By Brian O’Flynn and Helen Johnson
Junior doctors in England voted this week to accept the government’s pay deal after months of industrial action.
Though it supported the deal, the doctors’ union – the British Medical Association (BMA) – says it still leaves junior doctors worse off than they were in 2009.
FactCheck takes a look at the figures.
How much will junior doctors get?
The deal is equivalent to a 22 per cent pay rise over two years.
Junior doctors will receive a rise of 13 per cent for the year ending March 2024, and a further 8 per cent for the year ending March 2025.
Does this leave doctors worse off than in 2009?
The British Medical Association said the pay offer “does not amount to full pay restoration”.
By this, it means that junior doctors’ pay is still lower than it was in 2009, once we account for inflation.
It calculates that junior doctors’ pay was 30 per cent lower in 2023 than in 2009 in “real terms” (i.e. after inflation).
And it says the new deal would only partly reverse this loss – meaning by 2025, junior doctors’ pay would still be 20 per cent lower than in 2009.
But FactCheck calculates that junior doctors’ pay actually fell in real terms by around 20 per cent, not 30 per cent as the BMA claims. And we estimate that the new pay deal would reduce this loss to around 3 per cent by 2025.
That means that the planned pay rise would actually bring junior doctors very close to pay restoration – up to about 97 percent of their 2009 real-terms pay.
Why are our figures different from the BMA’s?
The BMA uses a measure of inflation called the Retail Prices Index (RPI), while our analysis uses the “Consumer Prices Index including owner occupiers’ housing costs”, known as the CPIH.
RPI generally tends to be higher than CPIH – so using RPI will make the real-terms cuts to junior doctors’ pay seem larger.
As the BMA points out, governments have frequently used RPI “when it suits” – including when calculating interest rates on student loans.
The BMA says this is why RPI is used to calculate real pay erosion for doctors. This makes some sense – student loan costs faced by doctors would be directly linked to RPI, for example. It also believes RPI “best reflects the experience of working people in the UK”.

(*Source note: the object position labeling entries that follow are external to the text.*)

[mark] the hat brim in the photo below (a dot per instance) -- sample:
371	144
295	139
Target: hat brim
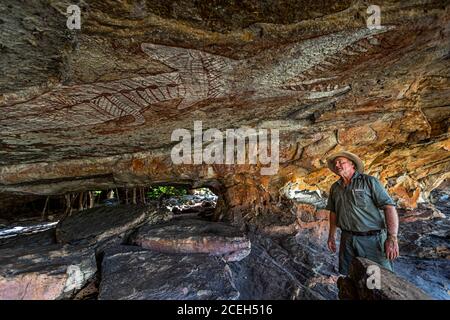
359	164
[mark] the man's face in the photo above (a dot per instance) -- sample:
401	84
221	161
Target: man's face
343	166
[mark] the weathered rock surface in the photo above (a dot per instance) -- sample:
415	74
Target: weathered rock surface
44	272
270	272
194	236
430	275
392	287
97	224
139	274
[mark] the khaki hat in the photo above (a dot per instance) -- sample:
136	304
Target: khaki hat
350	156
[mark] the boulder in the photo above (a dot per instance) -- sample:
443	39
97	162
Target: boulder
97	224
133	273
194	236
391	286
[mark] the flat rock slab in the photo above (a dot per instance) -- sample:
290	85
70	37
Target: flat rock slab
133	273
44	273
194	236
269	273
431	275
97	224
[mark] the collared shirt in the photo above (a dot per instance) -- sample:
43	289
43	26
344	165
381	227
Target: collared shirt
357	205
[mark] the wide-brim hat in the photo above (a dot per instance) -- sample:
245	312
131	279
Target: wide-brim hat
350	156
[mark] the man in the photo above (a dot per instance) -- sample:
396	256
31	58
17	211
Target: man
354	203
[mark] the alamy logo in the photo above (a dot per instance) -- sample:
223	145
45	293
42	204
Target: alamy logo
74	18
373	277
235	151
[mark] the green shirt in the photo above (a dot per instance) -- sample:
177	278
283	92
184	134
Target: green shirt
357	204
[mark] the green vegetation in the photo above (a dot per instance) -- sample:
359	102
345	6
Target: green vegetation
156	192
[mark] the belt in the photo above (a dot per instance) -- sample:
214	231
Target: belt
366	233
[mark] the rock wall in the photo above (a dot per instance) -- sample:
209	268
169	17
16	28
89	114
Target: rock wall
95	108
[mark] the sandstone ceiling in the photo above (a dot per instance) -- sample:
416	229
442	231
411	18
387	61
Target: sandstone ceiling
95	108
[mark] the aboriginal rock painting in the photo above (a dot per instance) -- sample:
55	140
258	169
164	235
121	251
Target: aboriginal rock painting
310	68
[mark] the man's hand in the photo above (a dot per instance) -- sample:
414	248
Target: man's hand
331	244
391	247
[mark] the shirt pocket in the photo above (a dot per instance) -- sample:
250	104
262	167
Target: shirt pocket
360	197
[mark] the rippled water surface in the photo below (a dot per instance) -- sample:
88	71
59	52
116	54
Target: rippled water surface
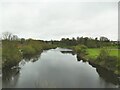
57	68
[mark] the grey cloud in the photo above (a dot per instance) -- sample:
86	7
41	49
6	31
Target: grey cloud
53	20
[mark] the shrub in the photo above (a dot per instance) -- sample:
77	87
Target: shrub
81	49
10	54
28	50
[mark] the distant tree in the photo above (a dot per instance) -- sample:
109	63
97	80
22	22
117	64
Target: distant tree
22	40
6	36
104	39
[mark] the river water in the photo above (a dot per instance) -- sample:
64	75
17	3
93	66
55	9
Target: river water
57	68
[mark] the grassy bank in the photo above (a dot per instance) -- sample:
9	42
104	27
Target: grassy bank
107	58
94	52
14	51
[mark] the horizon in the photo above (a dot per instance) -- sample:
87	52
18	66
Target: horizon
53	20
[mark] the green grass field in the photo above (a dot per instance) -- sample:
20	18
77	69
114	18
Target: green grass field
94	52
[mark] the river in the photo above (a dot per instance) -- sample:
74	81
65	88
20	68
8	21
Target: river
57	68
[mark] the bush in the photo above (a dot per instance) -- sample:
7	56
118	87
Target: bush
107	61
81	49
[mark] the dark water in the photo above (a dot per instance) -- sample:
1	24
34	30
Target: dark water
58	68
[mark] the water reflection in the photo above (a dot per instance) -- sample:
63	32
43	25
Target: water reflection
104	74
56	69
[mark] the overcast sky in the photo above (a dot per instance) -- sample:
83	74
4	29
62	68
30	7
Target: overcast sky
55	19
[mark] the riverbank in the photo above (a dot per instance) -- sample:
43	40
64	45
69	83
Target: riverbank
14	51
106	58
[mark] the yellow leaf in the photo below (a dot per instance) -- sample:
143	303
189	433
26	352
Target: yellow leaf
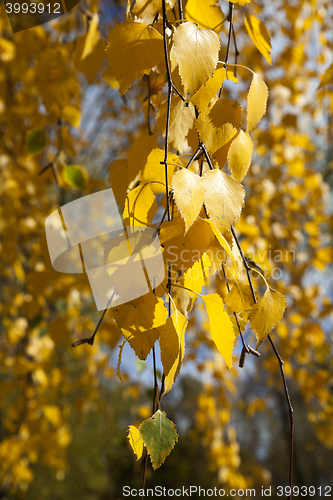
220	326
220	238
53	414
194	278
183	250
140	206
133	50
256	101
135	440
206	93
155	171
219	123
224	198
239	155
172	345
140	321
188	192
205	13
92	37
239	299
139	152
119	180
181	120
72	115
327	77
259	34
196	53
267	313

But the Office for National Statistics (ONS) says RPI is “a very poor measure” of inflation, and tends to either overestimate or underestimate actual price changes and how they are experienced.
RPI lost its status as a national statistic over a decade ago, and the ONS now discourages use of the measure.
So even if some individual costs faced by doctors are linked to RPI – like student loan costs – this doesn’t mean that the overall inflation they face is best captured by RPI.
And if we use the recommended measure of inflation – that is, CPIH – junior doctors’ real pay would be almost restored to 2009 levels under the new deal.
What does the government say?
The new government hasn’t made any specific claims about how much doctor pay has eroded, or what the new deal means in terms of pay restoration.
Prior to the offer being accepted, a Department of Health and Social Care spokesperson told FactCheck: “The Secretary of State has been clear that the NHS is broken, and he wants to work with all NHS staff, including junior doctors, to get it back on its feet.”
“The offer being put to doctors is the starting point for a better relationship, it will increase pay for junior doctors and see the BMA, NHS England and government work together to improve working conditions, including by reviewing the current system of rotations.”
After yesterday’s vote, health secretary Wes Streeting said: “I am pleased that our offer has been accepted, ending the strikes ahead of looming winter pressures on the NHS.”
“This marks the necessary first step in our mission to cut waiting lists, reform the broken health service, and make it fit for the future.”